TrialMatchAI is one end-to-end pipeline built from an ordered registry of idempotent stages. Every command is a slice of this pipeline. Because each stage detects and skips work that is already done, a run "just works" from any starting state — finished stages are cheap no-ops, unfinished ones run.

The stages

# Stage What it does Idempotency check
1 prepare embed + entity-annotate the trial corpus per-trial prepared file
2 concepts build the entity-linking concept store concept table present
3 index build the LanceDB search tables both tables present
4 ingest import patient inputs into canonical profiles per-patient profile
5 expand CoT query expansion of patient summaries query_expanded marker
6 match retrieval + reranking + CoT eligibility + ranking per-patient ranked_trials.json
7 eval score results against qrels (benchmark runs) benchmark-only

The single command

trialmatchai pipeline [selection] [options]

Selection — run any subset (the unit of modularity is the stage):

Flag Meaning Example
(none) run every stage, skipping what's done trialmatchai pipeline
--only run exactly these stages --only match,eval
--from / --to run a contiguous slice --from index --to match
--skip omit stages (great for ablation) --skip expand
--force redo stages even if done (all = everything) --force match

Options: --input (repeatable patient files/dirs), --format, --trials-json-folder, --processed-trials-folder, --processed-criteria-folder, --concepts / --concepts-csv / --synonym-csv, --config.

trialmatchai pipeline --only prepare,index             # build the search index
trialmatchai pipeline --input patient.fhir.json        # ingest + match one patient
trialmatchai pipeline --skip concepts,expand           # leaner run for an ablation
trialmatchai pipeline --force all                       # rebuild everything from scratch

Ablation

Stage flags double as ablation knobs — toggle a component and compare:

trialmatchai pipeline --skip expand     # matching without LLM query expansion
trialmatchai pipeline --skip concepts   # without entity-concept linking

Component backends (reranker, CoT, search mode bm25/vector/hybrid) are set in the config; see Architecture.
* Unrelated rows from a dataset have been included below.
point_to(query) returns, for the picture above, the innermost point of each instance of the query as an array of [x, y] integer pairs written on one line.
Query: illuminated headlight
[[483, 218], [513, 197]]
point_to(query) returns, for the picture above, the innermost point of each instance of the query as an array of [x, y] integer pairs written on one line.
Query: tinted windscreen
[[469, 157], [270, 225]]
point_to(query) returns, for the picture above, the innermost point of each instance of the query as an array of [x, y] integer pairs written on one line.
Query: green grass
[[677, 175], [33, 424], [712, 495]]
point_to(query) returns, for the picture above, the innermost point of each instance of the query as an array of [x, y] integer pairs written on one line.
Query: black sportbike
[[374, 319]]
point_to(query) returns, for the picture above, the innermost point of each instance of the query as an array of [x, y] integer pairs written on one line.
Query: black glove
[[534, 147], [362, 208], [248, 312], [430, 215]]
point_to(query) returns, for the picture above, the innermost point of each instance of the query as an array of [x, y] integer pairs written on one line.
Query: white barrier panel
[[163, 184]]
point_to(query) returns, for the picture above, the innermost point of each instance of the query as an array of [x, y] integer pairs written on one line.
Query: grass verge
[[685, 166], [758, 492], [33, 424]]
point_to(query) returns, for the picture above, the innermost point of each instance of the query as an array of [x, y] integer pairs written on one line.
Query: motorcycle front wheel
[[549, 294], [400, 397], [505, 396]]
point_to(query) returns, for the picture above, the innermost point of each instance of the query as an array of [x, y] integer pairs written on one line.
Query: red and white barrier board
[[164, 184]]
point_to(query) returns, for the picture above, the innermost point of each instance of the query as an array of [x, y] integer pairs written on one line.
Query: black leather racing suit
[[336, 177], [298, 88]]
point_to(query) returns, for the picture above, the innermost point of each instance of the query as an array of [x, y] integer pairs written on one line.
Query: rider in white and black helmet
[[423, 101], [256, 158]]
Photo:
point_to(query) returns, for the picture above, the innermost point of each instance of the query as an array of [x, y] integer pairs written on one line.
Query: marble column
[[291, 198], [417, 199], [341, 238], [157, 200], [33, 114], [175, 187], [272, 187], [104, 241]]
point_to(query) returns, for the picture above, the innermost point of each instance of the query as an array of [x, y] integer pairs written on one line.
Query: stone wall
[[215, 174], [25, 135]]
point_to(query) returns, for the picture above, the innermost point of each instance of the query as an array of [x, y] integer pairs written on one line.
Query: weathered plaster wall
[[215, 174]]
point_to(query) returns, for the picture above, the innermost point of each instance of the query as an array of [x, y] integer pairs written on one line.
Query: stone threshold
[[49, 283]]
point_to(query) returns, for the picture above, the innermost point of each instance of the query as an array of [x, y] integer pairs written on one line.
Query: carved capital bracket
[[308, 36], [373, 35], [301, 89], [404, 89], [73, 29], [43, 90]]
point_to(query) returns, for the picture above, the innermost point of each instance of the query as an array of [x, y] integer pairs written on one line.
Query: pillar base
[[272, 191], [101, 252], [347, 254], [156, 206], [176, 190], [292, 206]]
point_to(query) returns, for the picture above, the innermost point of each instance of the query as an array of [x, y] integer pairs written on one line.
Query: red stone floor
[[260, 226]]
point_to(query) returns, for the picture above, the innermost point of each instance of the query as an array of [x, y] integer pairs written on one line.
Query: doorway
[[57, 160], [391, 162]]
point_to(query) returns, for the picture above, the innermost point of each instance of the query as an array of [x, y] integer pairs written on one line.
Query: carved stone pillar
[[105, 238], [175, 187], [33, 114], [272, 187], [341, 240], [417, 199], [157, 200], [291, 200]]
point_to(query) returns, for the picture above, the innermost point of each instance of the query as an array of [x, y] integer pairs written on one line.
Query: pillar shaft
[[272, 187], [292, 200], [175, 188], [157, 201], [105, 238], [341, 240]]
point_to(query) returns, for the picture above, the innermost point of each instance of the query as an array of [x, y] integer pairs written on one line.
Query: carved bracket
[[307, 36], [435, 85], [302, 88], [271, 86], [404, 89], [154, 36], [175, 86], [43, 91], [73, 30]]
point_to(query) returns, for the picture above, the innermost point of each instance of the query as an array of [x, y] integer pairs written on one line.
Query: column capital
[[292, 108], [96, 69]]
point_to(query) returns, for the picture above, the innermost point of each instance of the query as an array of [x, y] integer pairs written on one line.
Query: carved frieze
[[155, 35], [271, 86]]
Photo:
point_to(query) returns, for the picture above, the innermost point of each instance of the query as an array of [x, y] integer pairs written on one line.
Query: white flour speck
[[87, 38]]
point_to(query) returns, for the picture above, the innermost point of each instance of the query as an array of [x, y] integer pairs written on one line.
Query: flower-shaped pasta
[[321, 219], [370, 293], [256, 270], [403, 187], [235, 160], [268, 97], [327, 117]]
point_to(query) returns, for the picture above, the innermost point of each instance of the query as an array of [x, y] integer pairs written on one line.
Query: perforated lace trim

Presets (the same pipeline, named)

These are thin wrappers over the pipeline that add their own setup:

Command Equivalent slice Adds
trialmatchai build --to index build manifest; bootstrap-aware prepare
trialmatchai e2e --from index --to match patient ingestion convenience
trialmatchai trec --from index --to eval (per track) official topics + qrels + corpus restriction
trialmatchai run --only match match already-staged profiles
trialmatchai index --only prepare,index

Every command is idempotent and resumable: re-running continues from the last completed work.

Reports

Matching writes a self-contained, offline HTML report (no server, no build step, no CDN). It is emitted automatically at the end of a run — <output_dir>/<patient_id>/report.html per patient and <output_dir>/index.html as a front page across all patients — and can be regenerated from existing results without re-matching:

trialmatchai report --patient 1009     # one patient        -> <output_dir>/1009/report.html
trialmatchai report --all              # unified front page -> <output_dir>/index.html

Auto-emit is gated by reporting.emit_html (default true; disabled for trec benchmark sweeps).

Python API

from trialmatchai.config.config_loader import load_config
from trialmatchai.pipeline import StageContext, run_pipeline

ctx = StageContext(config=load_config(), inputs=["patient.txt"])
run_pipeline(ctx, from_stage="index", to_stage="match")

See the API reference for StageContext, Stage, select_stages, and run_pipeline.